The Financial Stability Board is scheduled to agree on an update of the list at a meeting next week in Tokyo, according to the people, who asked not to be identified because the talks aren’t public. The list may be revised because the potential failure of some of the lenders is no longer deemed to pose a threat to the world economy and because others have restructured, the people said.
The FSB last year published a list of 29 so-called globally systemic banks that should have to hold more capital than required by other international agreements. Citigroup Inc. (C), JPMorgan Chase & Co. (JPM), BNP Paribas SA (BNP), Royal Bank of Scotland Group Plc (RBS), and HSBC Holdings Plc (HSBA) were provisionally earmarked to face the top level of surcharges, set at 2.5 percent of risk- weighted assets.
“Policymakers are grappling with raising bank capital levels and reducing the risks in the financial system without trying to choke off economic growth,” said Huw Van Steenis, head of European banking analysis at Morgan Stanley (MS), which is also on the list of 29 lenders.
One of the banks that is almost certain to drop off the updated list is Dexia SA (DEXB), the Franco-Belgian lender that is being broken up after losing access to unsecured funding, said Karel Lannoo, chief executive officer of the Centre for European Policy Studies in Brussels.
“There might be two or three others” in a similar situation, he said. Still, “total balance sheets remain enormous” at the very largest banks, Lannoo said.
The Basel Committee on Banking Supervision prepared a draft update of the list at a meeting last month in Istanbul, according to the people. Its proposals will now be weighed by the FSB at its Tokyo meeting, which takes place on Oct. 10 and Oct. 11.
The possible slimming down of the list is a result of restructuring at some lenders in return for public bailouts, and shifts in banks’ strategies, the people said.

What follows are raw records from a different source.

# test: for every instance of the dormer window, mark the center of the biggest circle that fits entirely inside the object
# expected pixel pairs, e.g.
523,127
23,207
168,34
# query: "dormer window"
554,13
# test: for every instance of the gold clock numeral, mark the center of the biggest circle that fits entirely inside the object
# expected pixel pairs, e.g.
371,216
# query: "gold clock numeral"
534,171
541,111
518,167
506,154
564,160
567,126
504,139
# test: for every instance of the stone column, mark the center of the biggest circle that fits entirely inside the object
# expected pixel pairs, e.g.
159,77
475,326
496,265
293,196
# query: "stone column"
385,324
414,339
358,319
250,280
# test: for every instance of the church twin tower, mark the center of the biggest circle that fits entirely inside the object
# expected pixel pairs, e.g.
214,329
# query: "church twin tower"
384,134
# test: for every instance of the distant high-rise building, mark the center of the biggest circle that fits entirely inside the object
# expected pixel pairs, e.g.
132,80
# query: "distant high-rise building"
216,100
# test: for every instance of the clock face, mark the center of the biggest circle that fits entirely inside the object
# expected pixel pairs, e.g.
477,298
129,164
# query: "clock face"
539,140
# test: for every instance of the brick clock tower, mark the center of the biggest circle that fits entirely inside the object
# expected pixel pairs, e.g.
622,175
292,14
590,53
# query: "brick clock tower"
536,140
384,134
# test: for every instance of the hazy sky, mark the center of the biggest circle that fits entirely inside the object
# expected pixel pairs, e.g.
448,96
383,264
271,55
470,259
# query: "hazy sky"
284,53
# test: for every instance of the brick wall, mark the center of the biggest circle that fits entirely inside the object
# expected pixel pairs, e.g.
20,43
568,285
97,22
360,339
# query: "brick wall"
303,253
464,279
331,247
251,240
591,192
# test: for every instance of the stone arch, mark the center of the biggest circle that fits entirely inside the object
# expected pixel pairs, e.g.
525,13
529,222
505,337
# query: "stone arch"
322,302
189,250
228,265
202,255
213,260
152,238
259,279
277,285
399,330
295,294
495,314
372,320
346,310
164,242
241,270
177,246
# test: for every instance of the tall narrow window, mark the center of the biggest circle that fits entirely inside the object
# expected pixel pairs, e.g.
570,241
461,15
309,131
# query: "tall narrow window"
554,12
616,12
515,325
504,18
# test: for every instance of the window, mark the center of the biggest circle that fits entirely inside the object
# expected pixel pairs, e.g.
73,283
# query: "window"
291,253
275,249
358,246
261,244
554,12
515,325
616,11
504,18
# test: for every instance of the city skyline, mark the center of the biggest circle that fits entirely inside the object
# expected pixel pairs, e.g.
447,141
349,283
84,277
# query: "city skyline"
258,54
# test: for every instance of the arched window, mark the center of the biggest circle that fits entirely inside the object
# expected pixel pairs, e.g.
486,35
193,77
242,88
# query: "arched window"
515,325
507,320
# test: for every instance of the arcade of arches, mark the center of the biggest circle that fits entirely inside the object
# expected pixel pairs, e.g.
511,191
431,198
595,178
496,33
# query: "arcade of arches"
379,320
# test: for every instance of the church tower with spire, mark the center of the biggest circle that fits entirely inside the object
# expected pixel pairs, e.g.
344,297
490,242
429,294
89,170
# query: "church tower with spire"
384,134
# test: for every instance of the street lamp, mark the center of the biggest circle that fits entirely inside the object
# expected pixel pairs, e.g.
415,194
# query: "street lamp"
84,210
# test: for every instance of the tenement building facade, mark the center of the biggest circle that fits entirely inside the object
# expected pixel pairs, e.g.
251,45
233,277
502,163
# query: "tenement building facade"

They declined to say which banks might be removed, as the plans still need to be reviewed. The updated list will be sent for endorsement to finance ministers and central bank chiefs from the Group of 20 nations, who are scheduled to meet next month.
The FSB said last year that regulators would update the list on an annual basis, with each revision to be published in November. The first version that will determine which banks face a surcharge will be the one published in 2014.
The FSB will also assess nations’ progress in regulating over-the-counter derivatives and discuss rules for shadow banks at the Tokyo meeting, said the people.
The FSB brings together central bankers, regulators and government officials from G-20 nations to coordinate financial rulemaking.
The capital surcharges for systemic banks come on top of agreements by the Basel committee to more than triple the core reserves that lenders have to hold against possible losses. These so-called Basel III rules are intended to apply to all internationally active banks, and are scheduled to fully apply from 2019.
Large international lenders would have faced a 374.1 billion euro shortfall ($486.6 billion) in the capital needed to meet Basel III had it been in force at the end of 2011, according to data published by the Basel group last month. The figure factors in the surcharges for globally systemic banks.